State-space models (Mamba)
Transformers scale brilliantly, but their attention cost grows quadratically with sequence length. For very long sequences, entire books, hour-long audio, genome fragments, this becomes prohibitive. State-space models offer an alternative. They are based on a continuous-time linear dynamical system, $\mathbf{h}'(t) = \mathbf{A}\mathbf{h}(t) + \mathbf{B}\mathbf{x}(t)$, $\mathbf{y}(t) = \mathbf{C}\mathbf{h}(t)$, discretised in time. With the right parameterisation they can be evaluated either as a recurrence (constant memory per step) or as a long convolution (parallelisable across time), giving the best of both worlds.
The S4 model (Gu, Goel and Ré, 2022) showed that this could match transformer quality on long-range benchmarks. Mamba (Gu and Dao, 2023) made the state-space matrices input-dependent, selective state-space models, and matched transformer language-modelling quality at sub-quadratic cost. State-space models are an active research area: Mamba-2, hybrid SSM-attention models such as Jamba, and applications to vision, audio and DNA are appearing rapidly. Their long-term role in the architectural landscape is not yet settled.
Mixture of architectures and what's next
The clean taxonomy above is convenient for teaching but increasingly misleading in practice. Modern frontier models combine ideas freely. A typical large language model in 2026 is a transformer backbone with multi-head attention, but with the dense feed-forward block replaced by a mixture-of-experts layer, with rotary or ALiBi positional embeddings, with FlashAttention for efficient kernels, with grouped-query attention to shrink the KV cache, sometimes with Mamba blocks for ultra-long context, with retrieval modules for external knowledge, with a vision-transformer branch for image input, and with a diffusion-based head for image generation. ResNet-style residual connections are everywhere; layer normalisation is everywhere; encoder-decoder structure recurs at multiple scales.
The lesson is that architecture is not a single choice but a vocabulary of components that can be composed.

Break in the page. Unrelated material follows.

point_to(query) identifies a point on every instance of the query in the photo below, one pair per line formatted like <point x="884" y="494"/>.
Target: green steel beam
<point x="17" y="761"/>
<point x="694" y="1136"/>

Knowing the components, what each one is good at, what its inductive bias is, what it costs, is more useful than picking a winner. The chapters that follow develop each component in turn.
What you should take away
- An MLP has no built-in structure; it treats every input dimension as independent. Specialised architectures bake the structure of the data, grids, sequences, graphs, directly into the network. This is called an inductive bias and it pays off in fewer parameters, faster training and better generalisation.
- CNNs (Chapter 11) handle grid data through translation-equivariant convolutions. RNNs and LSTMs (Chapter 12) handle sequences with recurrence. Transformers (Chapter 13) handle sequences with attention and now dominate language and increasingly vision.
- Generative models (Chapter 14), VAEs, GANs and diffusion, learn data distributions rather than input-to-output mappings. Diffusion models with U-Net backbones currently lead image and video generation.
- Graph neural networks generalise convolution to irregular graphs. Encoder-decoder networks, mixture-of-experts and state-space models such as Mamba are additional components that mix-and-match with the others.
- Frontier models combine many of these ideas in a single system. Treat architectures as a vocabulary of composable components, not a single competition with one winner.